REGIÃO - MARCO VINICIUS ROPELLI

Data 23/06/2020
Horário 08:04
Freepick - Segundo docentes, lei pretende tirar a liberdade que possuem dentro das salas de aula ao ensinar
Freepick - Segundo docentes, lei pretende tirar a liberdade que possuem dentro das salas de aula ao ensinar

O artigo 206 da Constituição Federal, bem como a Lei de Diretrizes e Bases da Educação, garante ao professor o direito de cátedra, ou seja, a liberdade de ensinar, não podendo sofrer constrangimentos no exercício de sua função. A Lei Municipal 3.148/2020, chamada “Infância Sem Pornografia”, de autoria do vereador José Antonio Ceolin (PSD), sancionada em 15 de junho em Regente Feijó, acendeu esta discussão no município, especialmente por conter o seguinte trecho no segundo parágrafo do artigo 2°: “Órgãos ou servidores públicos municipais podem cooperar na formação moral de crianças e adolescentes desde que, previamente, apresentem às famílias o material pedagógico, cartilha ou folder que pretender apresentar ou ministrar em aula ou atividade”.
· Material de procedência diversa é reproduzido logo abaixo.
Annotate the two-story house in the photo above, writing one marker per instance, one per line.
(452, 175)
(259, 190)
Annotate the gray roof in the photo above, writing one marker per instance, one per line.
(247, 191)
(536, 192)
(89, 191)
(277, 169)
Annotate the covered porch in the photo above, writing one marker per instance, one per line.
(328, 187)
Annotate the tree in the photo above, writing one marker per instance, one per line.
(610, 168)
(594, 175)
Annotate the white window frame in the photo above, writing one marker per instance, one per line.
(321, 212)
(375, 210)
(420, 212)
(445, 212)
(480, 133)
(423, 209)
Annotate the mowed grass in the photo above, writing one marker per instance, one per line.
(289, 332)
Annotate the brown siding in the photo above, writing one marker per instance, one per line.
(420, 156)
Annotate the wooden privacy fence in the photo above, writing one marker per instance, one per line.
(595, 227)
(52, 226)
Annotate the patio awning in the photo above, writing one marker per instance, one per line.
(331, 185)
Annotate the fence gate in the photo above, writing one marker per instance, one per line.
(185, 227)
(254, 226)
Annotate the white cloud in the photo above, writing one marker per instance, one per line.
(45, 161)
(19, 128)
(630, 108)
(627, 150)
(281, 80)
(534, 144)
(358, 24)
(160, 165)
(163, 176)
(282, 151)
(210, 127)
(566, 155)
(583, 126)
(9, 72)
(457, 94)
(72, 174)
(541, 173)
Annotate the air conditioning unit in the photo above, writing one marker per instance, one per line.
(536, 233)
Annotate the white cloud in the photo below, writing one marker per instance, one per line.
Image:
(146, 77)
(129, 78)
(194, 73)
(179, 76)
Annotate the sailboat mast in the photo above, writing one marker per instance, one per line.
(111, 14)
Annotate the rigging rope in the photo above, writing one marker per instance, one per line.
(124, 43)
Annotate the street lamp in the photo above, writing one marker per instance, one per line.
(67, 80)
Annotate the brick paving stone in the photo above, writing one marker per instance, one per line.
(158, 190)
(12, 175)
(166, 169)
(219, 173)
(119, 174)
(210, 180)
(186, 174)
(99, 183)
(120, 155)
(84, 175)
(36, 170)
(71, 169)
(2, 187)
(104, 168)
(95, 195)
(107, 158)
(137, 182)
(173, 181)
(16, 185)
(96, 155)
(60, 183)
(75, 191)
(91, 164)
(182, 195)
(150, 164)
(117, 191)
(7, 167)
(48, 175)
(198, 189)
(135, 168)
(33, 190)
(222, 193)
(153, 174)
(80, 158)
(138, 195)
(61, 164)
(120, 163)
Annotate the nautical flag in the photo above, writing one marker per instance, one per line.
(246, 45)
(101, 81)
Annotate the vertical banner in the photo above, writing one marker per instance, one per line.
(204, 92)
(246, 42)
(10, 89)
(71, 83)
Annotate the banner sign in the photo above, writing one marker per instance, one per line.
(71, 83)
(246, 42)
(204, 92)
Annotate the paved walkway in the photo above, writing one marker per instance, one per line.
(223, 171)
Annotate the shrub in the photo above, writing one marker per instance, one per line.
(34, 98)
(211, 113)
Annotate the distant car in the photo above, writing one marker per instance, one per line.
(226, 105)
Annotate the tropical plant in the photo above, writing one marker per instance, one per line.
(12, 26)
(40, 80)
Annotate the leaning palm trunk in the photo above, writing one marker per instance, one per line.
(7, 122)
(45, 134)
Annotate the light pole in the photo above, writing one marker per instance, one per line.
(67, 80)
A lei não permite que professores ou agentes de saúde ministrem ou apresentem temas de sexualidade adulta a crianças e adolescentes sem o conhecimento da família e inclusive menciona que o assunto é muitas vezes apresentado sob o pretexto de educação sexual.

O trecho e toda a lei causaram indignação em redes sociais, especialmente entre os servidores da rede municipal de Educação. Representando a classe, o Sindicato dos Servidores Públicos Municipais de Regente Feijó, como informou a advogada Lídia Aparecida Cornetti, 52 anos, afirma que entrará com ação de nulidade contra o referido parágrafo, tendo em vista sua inconstitucionalidade.

Sobre os demais artigos, cujo conteúdo se relaciona à educação moral e religiosa das crianças (que estas sejam feitas de acordo com as convicções das respectivas famílias), e a respeito da divulgação ou acesso de crianças e adolescentes a materiais pornográficos e obscenos, a advogada afirma: “Parece um compilado de outras leis que já existem em esfera federal, é uma lei desnecessária. Nesses casos, não é a lei municipal que vai ajudar, mas as federais e leis especiais”.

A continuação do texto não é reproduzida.